Have you ever received an e-mail that says they’re getting back to you regarding something that you have talked about before? To make it even more convincing, the follow-up e-mail asks you to open an attached file for you to review regarding that 'subject'. Beware of these mails - this is a classic social engineering tactic designed to get you infected with malware.
We recently discovered a spam attack that purports itself as a legitimate follow up mail. Some variants of the said spam looks legitimate, as it informs the recipient about a certain request submitted in a forum regarding an attorney’s claim or a financial report. Since the spammer already established itself as a reply to a hoax request from the recipient, it then continues by asking the potential victim to view the attachment that the victim allegedly requested. This attachment varies from one spam sample to another as it can be a plain Microsoft Word document or an encrypted one. Regardless of what type of file was attached, this document is verified to be malicious and is currently detected by Trend Micro as TROJ_ZLOD.FB.

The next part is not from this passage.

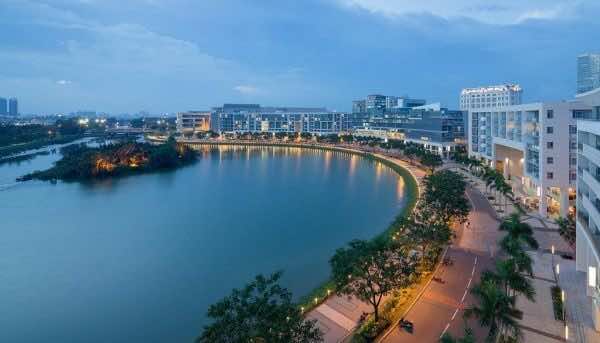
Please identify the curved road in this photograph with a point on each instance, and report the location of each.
(440, 308)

Opening the document will not show any pop ups or symptoms that it is indeed malicious so users will initially see the file as harmless. The Word document only shows instructions on how one can retrieve the message it carries by enabling the macro feature - which, if followed, then allows the file to execute its malicious routines.
In this particular case, the document contains a macro that downloads malware onto the system from a verified malicious URL. The downloaded file ‘ubanner.png’ is verified to be malicious and detected as BKDR_ANDROM.WSUL.
This technique is not something new. Spammers have been absuing this particular feature because not everyone are aware that this can be used to carry malicious program and that this can sometimes pass off as normal file when scanned by security software. Again, we advise users to always verify first before opening file attachments.